Pour l’archevêque de Milan, le cardinal Angelo Scola, les chrétiens orientaux, à travers les épreuves qu’ils sont en train de vivre, livrent un message universel qui déborde les frontières de l’Église.
« L’histoire de l’Église, la véritable histoire de l’Église, est l’histoire des saints et des martyrs : les martyrs persécutés. » C’est en ces termes que le pape François rappelait tout le « cas sérieux » de l’existence chrétienne : le témoignage auquel chaque baptisé est appelé, même devant la persécution, même – si Dieu le lui demande – jusqu’à l’effusion du sang. C’est une réalité, prévue sans ambages dans le discours missionnaire du chapitre 10 de l’Évangile de Matthieu, et confirmée par 2 000 ans d’histoire. Mais la toucher de la main aujourd’hui parmi les réfugiés d’Erbil, comme j’ai pu le faire en juin dernier à l’invitation des Patriarches Béchara Raï et Louis Sako, est une expérience qui reste gravée dans la mémoire et dans le coeur.
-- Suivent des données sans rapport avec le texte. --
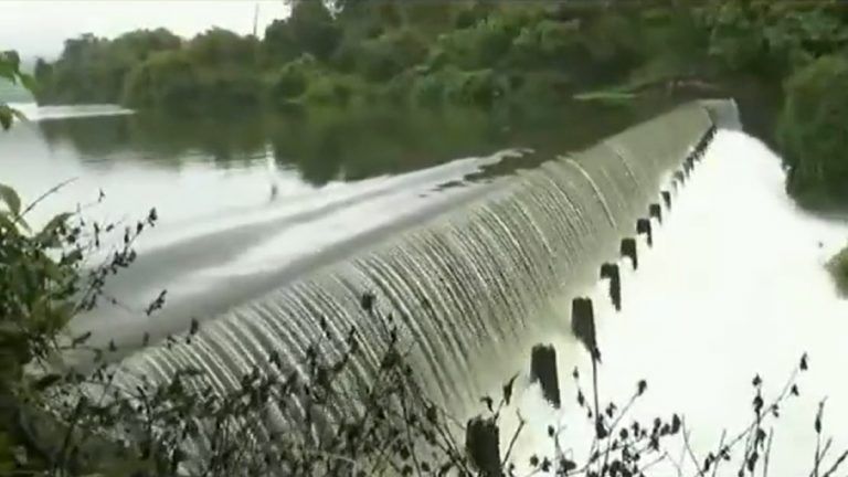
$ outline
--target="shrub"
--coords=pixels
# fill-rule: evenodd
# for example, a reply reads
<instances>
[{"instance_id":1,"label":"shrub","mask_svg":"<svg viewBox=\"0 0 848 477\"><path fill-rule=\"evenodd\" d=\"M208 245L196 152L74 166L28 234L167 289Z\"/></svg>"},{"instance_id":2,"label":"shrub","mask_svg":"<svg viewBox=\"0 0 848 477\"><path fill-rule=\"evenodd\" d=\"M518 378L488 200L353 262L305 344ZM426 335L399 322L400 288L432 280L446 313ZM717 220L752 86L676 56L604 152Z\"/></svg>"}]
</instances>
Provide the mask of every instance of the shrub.
<instances>
[{"instance_id":1,"label":"shrub","mask_svg":"<svg viewBox=\"0 0 848 477\"><path fill-rule=\"evenodd\" d=\"M272 100L288 102L303 95L314 68L315 59L311 55L286 63L272 80Z\"/></svg>"},{"instance_id":2,"label":"shrub","mask_svg":"<svg viewBox=\"0 0 848 477\"><path fill-rule=\"evenodd\" d=\"M802 203L848 199L848 59L816 60L786 82L777 142L789 169L787 188Z\"/></svg>"},{"instance_id":3,"label":"shrub","mask_svg":"<svg viewBox=\"0 0 848 477\"><path fill-rule=\"evenodd\" d=\"M848 297L848 247L842 248L827 264L827 269L836 282L836 287L844 296Z\"/></svg>"}]
</instances>

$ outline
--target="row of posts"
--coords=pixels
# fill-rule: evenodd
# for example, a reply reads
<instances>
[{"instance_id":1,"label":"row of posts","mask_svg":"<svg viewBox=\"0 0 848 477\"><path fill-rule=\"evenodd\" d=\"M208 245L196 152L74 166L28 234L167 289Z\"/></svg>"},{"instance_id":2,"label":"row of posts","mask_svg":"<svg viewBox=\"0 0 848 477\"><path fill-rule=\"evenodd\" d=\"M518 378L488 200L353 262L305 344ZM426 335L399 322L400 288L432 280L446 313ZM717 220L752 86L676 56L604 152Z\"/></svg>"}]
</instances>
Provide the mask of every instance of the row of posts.
<instances>
[{"instance_id":1,"label":"row of posts","mask_svg":"<svg viewBox=\"0 0 848 477\"><path fill-rule=\"evenodd\" d=\"M674 174L674 187L677 190L683 186L691 176L695 165L700 162L703 153L716 137L716 126L704 132L691 152L683 160L682 168ZM671 192L662 190L660 198L666 210L671 209ZM636 234L644 234L648 246L654 245L654 231L651 219L662 223L662 208L659 203L648 205L648 216L636 221ZM633 263L633 268L638 269L639 262L635 237L622 239L619 255L627 257ZM610 283L610 299L616 311L622 309L622 276L617 263L604 263L601 265L600 277ZM571 331L583 343L592 356L592 364L601 362L601 350L597 346L595 332L594 307L591 298L579 297L571 303ZM561 405L560 383L556 370L556 350L553 344L536 344L530 353L530 380L538 382L542 395L554 409ZM466 426L466 449L475 466L484 477L502 477L504 469L500 462L500 430L495 417L477 416L468 421Z\"/></svg>"}]
</instances>

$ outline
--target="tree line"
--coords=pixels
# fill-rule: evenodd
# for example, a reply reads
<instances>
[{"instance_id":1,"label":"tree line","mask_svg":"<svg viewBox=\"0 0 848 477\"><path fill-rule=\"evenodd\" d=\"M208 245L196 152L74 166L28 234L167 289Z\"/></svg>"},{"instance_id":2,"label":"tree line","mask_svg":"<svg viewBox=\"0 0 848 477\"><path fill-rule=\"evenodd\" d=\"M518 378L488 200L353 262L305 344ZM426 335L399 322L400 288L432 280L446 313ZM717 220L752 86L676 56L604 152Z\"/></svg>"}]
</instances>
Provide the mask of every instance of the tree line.
<instances>
[{"instance_id":1,"label":"tree line","mask_svg":"<svg viewBox=\"0 0 848 477\"><path fill-rule=\"evenodd\" d=\"M66 41L40 103L180 114L303 105L537 107L656 92L765 95L763 130L809 205L848 200L838 2L292 0L262 38L142 30ZM766 92L766 93L764 93ZM771 110L771 109L770 109ZM775 121L771 116L780 117ZM775 124L780 123L780 124Z\"/></svg>"}]
</instances>

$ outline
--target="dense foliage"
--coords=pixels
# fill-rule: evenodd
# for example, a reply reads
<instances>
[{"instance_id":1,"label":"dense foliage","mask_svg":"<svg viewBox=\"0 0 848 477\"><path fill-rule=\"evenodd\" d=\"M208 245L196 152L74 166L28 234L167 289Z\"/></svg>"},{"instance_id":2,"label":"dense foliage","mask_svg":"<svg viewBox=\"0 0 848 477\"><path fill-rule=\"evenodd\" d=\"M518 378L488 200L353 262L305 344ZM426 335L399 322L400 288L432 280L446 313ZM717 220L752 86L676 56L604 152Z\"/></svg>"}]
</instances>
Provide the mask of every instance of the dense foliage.
<instances>
[{"instance_id":1,"label":"dense foliage","mask_svg":"<svg viewBox=\"0 0 848 477\"><path fill-rule=\"evenodd\" d=\"M798 103L824 97L809 84L840 80L838 60L816 62L846 55L848 14L837 2L290 0L289 7L290 15L262 39L211 30L182 40L160 29L68 40L56 62L36 64L36 97L198 114L374 102L534 107L674 91L738 97L752 130L774 142L785 83L780 136L793 171L789 190L830 197L846 179L844 156L809 142L836 137L825 142L839 148L844 135L831 130L838 119L826 126L823 109L815 125L793 130Z\"/></svg>"},{"instance_id":2,"label":"dense foliage","mask_svg":"<svg viewBox=\"0 0 848 477\"><path fill-rule=\"evenodd\" d=\"M786 83L777 139L789 167L788 188L825 205L848 202L848 54L823 56Z\"/></svg>"},{"instance_id":3,"label":"dense foliage","mask_svg":"<svg viewBox=\"0 0 848 477\"><path fill-rule=\"evenodd\" d=\"M0 51L0 92L31 89L33 78L21 71L21 59L13 51ZM11 99L20 98L20 93L9 95ZM0 97L0 129L7 130L15 118L22 118L20 112L7 104L8 99Z\"/></svg>"}]
</instances>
Saint Maxime le Confesseur, reprenant une expression paulinienne (1Co 2,16), affirme qu’avoir « la pensée du Christ » signifie penser selon le Christ, mais surtout « Le penser en toutes choses » : tel est le sens de l’Incarnation, tel est le génie du Christianisme. Que signifie alors avoir la pensée du Christ devant ce qui se passe au Moyen-Orient ? Je crois que cela signifie, avant même toutes les considérations géopolitiques, économiques ou stratégiques, se trouver devant une simple constatation : sur ces terres, c’est un martyre qui se consume. La pensée du Christ est un principe qui explique le réel, tout le réel, et il me semble qu’elle nous confie ici au moins trois leçons.
Un trésor précieux
La première concerne la place du martyre dans la vie de l’Église. C’est un fait que se sont entrecroisés ces dernières décennies dans cette région du monde deux phénomènes particulièrement tragiques : d’un côté, la tentative de construire des États plus homogènes ; de l’autre, un retour du fondamentalisme islamiste qui, à partir des années 1960, a réintroduit un langage religieux et des pratiques discriminatoires qui semblaient désormais définitivement dépassés. Puis l’effondrement de beaucoup d’États du Moyen-Orient, ratifié par les révoltes de 2011, a enclenché la dernière, radicale, étape : de la discrimination on est passé à la persécution ouverte, qui a contraint des populations entières à abandonner en toute hâte leurs maisons pour ne pas être massacrées.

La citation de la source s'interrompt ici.